The critical points will occur where #f'(x) = 0#. To find f'(x) we will need the quotient rule and the definition of the derivative of #e^x#. The former states that given #f(x)=(g(x))/(h(x)), f'(x) = (g'(x)h(x) - g(x)h'(x))/(h^2(x))#. Using that here...
#g(x) = x, g'(x) = 1, h(x) = e^sqrt(x), h'(x) = d/dx (e^sqrt(x))#
The definition of #d/dxe^x=dx*e^x#. THat in mind, we have #e^sqrt(x) = e^(x^(1/2))#, and #d/dx x^(1/2) = 1/(2x^(1/2)) = 1/(2sqrtx)#. Then #d/dx e^sqrtx = 1/(2 sqrtx)e^sqrtx#, and thus...
#f'(x) = ((e^sqrtx*1)-(x/(2sqrtx)e^sqrtx))/(e^sqrtx)^2#
Recall that #(a^b)^c = a^(b*c)...#
#-> f'(x) = ((e^sqrtx) - (sqrtx/2 e^sqrtx))/(e^(2sqrtx)#
#= (e^sqrtx (1 - sqrtx/2))/e^(2sqrtx)#
This can be further simplified if we wish, since #a^b/a^c = a^(b-c)...#
#= (1 - sqrtx/2)/e^sqrtx#.
To find the critical points, we set this equal to 0...

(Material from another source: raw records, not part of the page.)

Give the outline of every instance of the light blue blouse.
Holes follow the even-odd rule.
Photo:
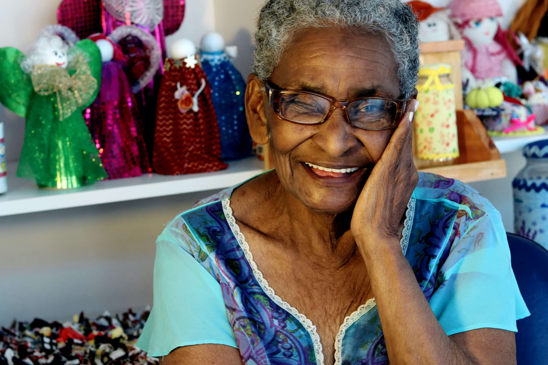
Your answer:
[[[230,206],[235,187],[198,202],[158,237],[154,305],[137,345],[161,356],[221,344],[239,348],[246,364],[278,357],[322,364],[315,326],[275,294],[253,260]],[[516,320],[529,315],[500,215],[469,186],[420,173],[401,243],[448,335],[484,327],[515,332]],[[347,317],[338,339],[336,364],[387,363],[374,299]]]

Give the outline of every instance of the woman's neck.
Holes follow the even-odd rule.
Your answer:
[[[321,265],[342,266],[357,252],[350,233],[352,210],[315,212],[284,189],[275,173],[238,188],[231,200],[239,221]]]

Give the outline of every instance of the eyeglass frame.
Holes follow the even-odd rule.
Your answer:
[[[281,89],[277,88],[276,85],[271,82],[270,80],[264,82],[265,83],[265,90],[266,91],[266,95],[269,98],[269,103],[270,105],[270,107],[272,108],[274,112],[276,113],[278,117],[283,120],[286,120],[287,121],[290,121],[292,123],[295,123],[297,124],[301,124],[303,125],[317,125],[318,124],[321,124],[322,123],[327,120],[329,117],[335,111],[335,109],[338,108],[341,108],[345,112],[345,115],[346,116],[346,121],[352,125],[352,126],[356,127],[356,128],[359,128],[360,129],[364,129],[366,130],[369,131],[381,131],[384,130],[385,129],[391,129],[393,128],[398,124],[399,124],[399,121],[401,120],[402,117],[405,113],[406,107],[407,105],[407,101],[408,99],[393,99],[389,97],[380,97],[378,96],[365,96],[363,97],[356,97],[352,99],[349,99],[347,100],[338,101],[336,99],[331,96],[330,95],[326,95],[323,94],[319,94],[319,92],[315,92],[313,91],[307,91],[305,90],[286,90],[284,89]],[[305,123],[300,121],[297,121],[296,120],[292,120],[291,119],[288,119],[287,118],[284,118],[282,115],[279,112],[279,105],[280,101],[282,99],[282,95],[284,94],[289,94],[289,93],[299,92],[301,94],[307,94],[312,95],[316,95],[319,96],[329,102],[329,105],[330,107],[329,111],[327,112],[327,114],[323,118],[323,119],[321,121],[318,121],[315,123]],[[396,116],[394,117],[394,121],[392,122],[392,125],[389,127],[385,127],[384,128],[378,128],[378,129],[371,129],[371,128],[364,128],[363,127],[361,127],[358,125],[356,125],[352,123],[350,116],[348,114],[348,108],[347,106],[352,102],[357,101],[358,100],[366,100],[368,99],[376,99],[380,100],[387,100],[389,101],[393,102],[397,106],[397,110],[396,112]],[[403,103],[403,106],[402,107],[402,104]]]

#(1-sqrtx/2)/e^sqrtx = 0 -> 1 - sqrtx/2 = 0 -> 1 = sqrtx/2 -> sqrtx = 2 -> x = 4#
Thus, there is one real-valued critical point, and it occurs at #x=4#
graph{x/(e^sqrtx) [-10, 10, -5, 5]}
The graph bears this out, as the maximum for the function appears to occur at #x=4#.